3. The method for speech understanding based on alternate decoding according to claim 1,

The decoding method comprises the following steps:

y_[i/2]+1＝argmax(softmax(W_yh_i))，

where W _y is a trainable parameter, the symbol [ ] represents a rounding operation, The embedded vector representing the intent tag y _[i/2],An embedded representation of the representation slot label o _[i/2],

The semantic vector sequence is expressed as e= (e _[cls],e₁,e₂,e₃,e₄,...,e_n), [ cls ] is a special class label of the input sequence,

The output sequence is denoted y= (y ₁,o₁,y₂,o₂,y₃,o₃,...,y_n,o_n),

The word-level intent recognition sequence is y ⁱ＝(y₁,y₂,y₃,...,y_n),

The word level slot filling sequence is y ^s＝(o₁,o₂,o₃,...,o_n).

4. The alternative decoding-based spoken language understanding method of claim 1, wherein the decoding method is as follows:

o_[i/2]＝argmax(softmax(W_oh_i))，

Wherein W _o is a trainable parameter,

The output sequence is denoted y= (y ₁,o₁,y₂,o₂,y₃,o₃,...,y_n,o_n),

The word-level intent recognition sequence is y ⁱ＝(y₁,y₂,y₃,...,y_n),

The word level slot filling sequence is y ^s＝(o₁,o₂,o₃,...,o_n);

the symbol [ ] indicates a rounding operation, An embedded vector representing the intent tag y _[i/2], [ cls ] is a special class label of the input sequence.

5. The alternative decoding-based spoken language understanding method of claim 1, wherein the decoder is trained using a planned sampling mechanism.
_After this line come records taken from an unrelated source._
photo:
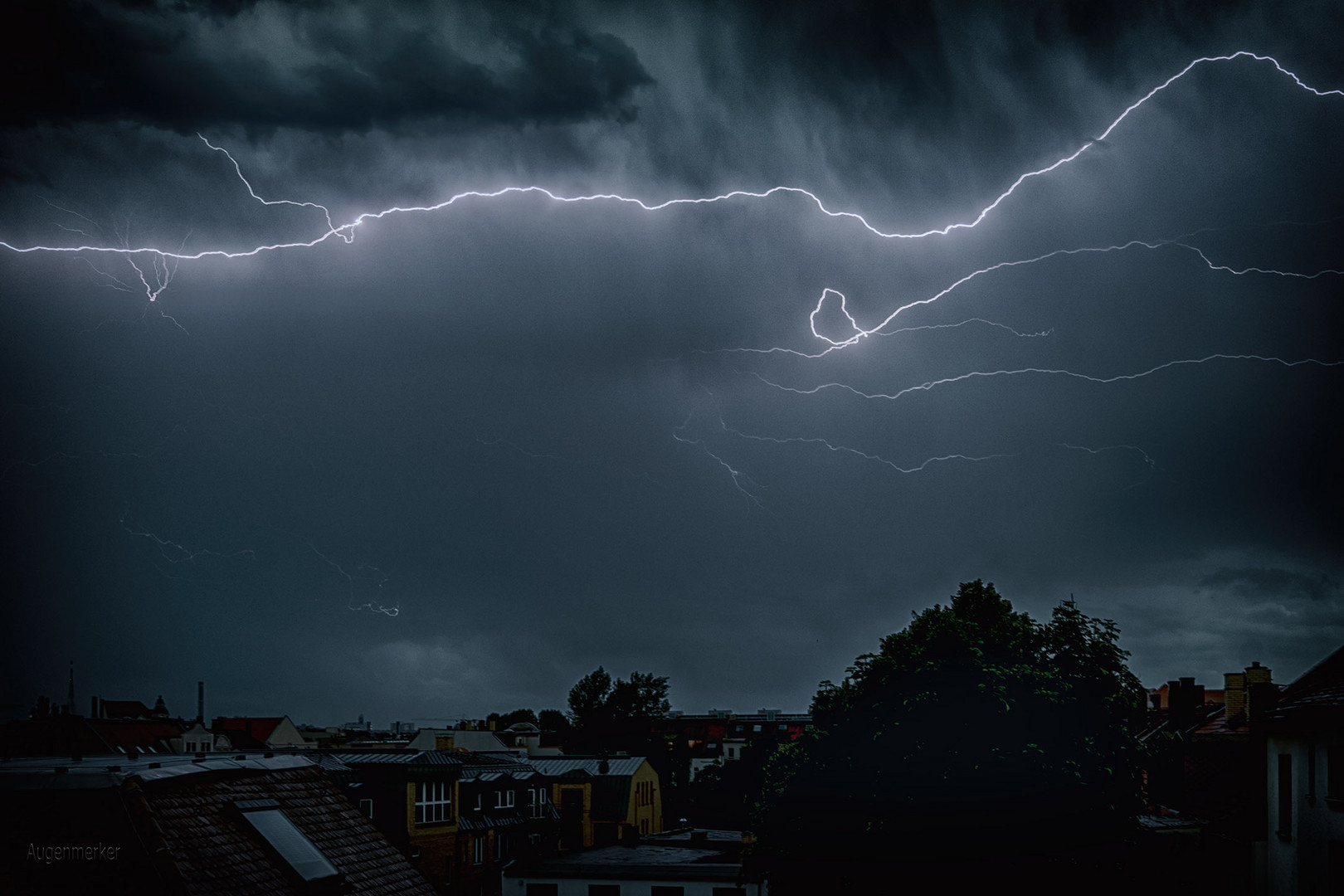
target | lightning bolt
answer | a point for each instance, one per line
(735, 475)
(1043, 371)
(156, 268)
(347, 230)
(80, 455)
(175, 553)
(373, 606)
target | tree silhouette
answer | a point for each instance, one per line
(973, 738)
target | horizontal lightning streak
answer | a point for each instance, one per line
(173, 553)
(841, 449)
(1118, 377)
(346, 231)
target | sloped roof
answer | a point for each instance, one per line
(212, 850)
(124, 709)
(140, 733)
(247, 731)
(1322, 684)
(1316, 698)
(616, 766)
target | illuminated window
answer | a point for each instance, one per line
(1285, 796)
(433, 802)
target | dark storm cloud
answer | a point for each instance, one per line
(1273, 582)
(335, 69)
(509, 419)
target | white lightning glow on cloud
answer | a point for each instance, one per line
(1043, 371)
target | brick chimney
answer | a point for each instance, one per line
(1261, 692)
(1234, 694)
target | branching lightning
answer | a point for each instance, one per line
(346, 231)
(379, 581)
(175, 553)
(89, 453)
(156, 268)
(739, 480)
(1043, 371)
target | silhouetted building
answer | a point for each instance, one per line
(1305, 783)
(178, 825)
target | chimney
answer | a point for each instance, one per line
(1234, 692)
(1261, 692)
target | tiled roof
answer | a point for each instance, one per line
(1320, 687)
(244, 731)
(134, 733)
(124, 709)
(421, 758)
(212, 852)
(616, 766)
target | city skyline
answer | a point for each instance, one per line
(405, 362)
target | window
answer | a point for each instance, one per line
(286, 840)
(1335, 772)
(1311, 772)
(433, 802)
(1285, 796)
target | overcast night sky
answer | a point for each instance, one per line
(446, 462)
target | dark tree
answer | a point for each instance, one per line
(587, 698)
(553, 720)
(617, 716)
(973, 739)
(516, 716)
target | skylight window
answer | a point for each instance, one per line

6. The alternative decoding-based spoken language understanding method of any one of claims 1-5,

In the prediction stage, the intention result of the whole sentence is determined by adopting the voting result of all word intentions, and the greedy search is used for sampling to obtain the slot prediction result.

7. An electronic device, comprising: one or more processors; storage means having stored thereon one or more programs which, when executed by the one or more processors, cause the one or more processors to implement the method of any of claims 1-6.

8. A non-transitory computer readable storage medium having stored thereon executable instructions that, when run on a processor, implement the method according to any of claims 1-6.